日本旅行できないなら「自国のメディア報道を見るしかない」が...
さらに、「国民の直接交流がお互いの印象をプラスに転換させる」ため、中国人が日本旅行をすることで対日感情を改善させる効果があったが、コロナ禍でそれが途絶えたことも影響したとみる。そうなると「国民が直接交流がないときは自国のメディア報道を見るしかない」。そこで、両国の国民がメディアを見る目が大きく違うこともクローズアップされた。
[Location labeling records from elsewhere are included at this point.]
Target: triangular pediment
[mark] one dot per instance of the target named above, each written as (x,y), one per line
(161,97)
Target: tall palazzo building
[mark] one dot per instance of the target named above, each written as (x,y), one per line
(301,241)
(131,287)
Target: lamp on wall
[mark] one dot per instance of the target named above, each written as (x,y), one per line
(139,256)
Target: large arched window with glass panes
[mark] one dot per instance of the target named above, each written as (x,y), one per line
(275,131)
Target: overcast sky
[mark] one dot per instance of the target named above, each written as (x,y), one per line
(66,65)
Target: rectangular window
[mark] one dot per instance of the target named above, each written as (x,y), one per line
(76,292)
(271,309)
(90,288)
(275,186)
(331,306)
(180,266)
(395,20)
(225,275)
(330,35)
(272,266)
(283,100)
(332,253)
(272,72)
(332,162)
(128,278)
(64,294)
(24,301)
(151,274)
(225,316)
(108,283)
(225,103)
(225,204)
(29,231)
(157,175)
「自国の新聞・雑誌・テレビの相手国及び日中関係についての報道内容および評論は、客観的で公平だと思いますか」という問いに対して、中国側は78.3%が「そう思う」と答えたのに対して、日本側は10.8%に過ぎなかった。工藤氏は
「メディア報道から日本の状況が伝わることによって、中国の国民感情に火がつくことがある、ということを、ここで理解した方がいい」
とも警告した。さらに、日本に対して「良くない印象を持っている」と回答した人に対してその理由を聞いた項目で、最も大きく伸びたのが
「一部の政治家の言動が不適切だから」(12.3%→21.0%、8.7ポイント増)
という項目だ。ここで工藤氏は、今回世論調査が行われた時期が自民党総裁選が行われた時期と近いことを指摘し、候補者から中国を批判する発言が相次いだことが影響したことを示唆した。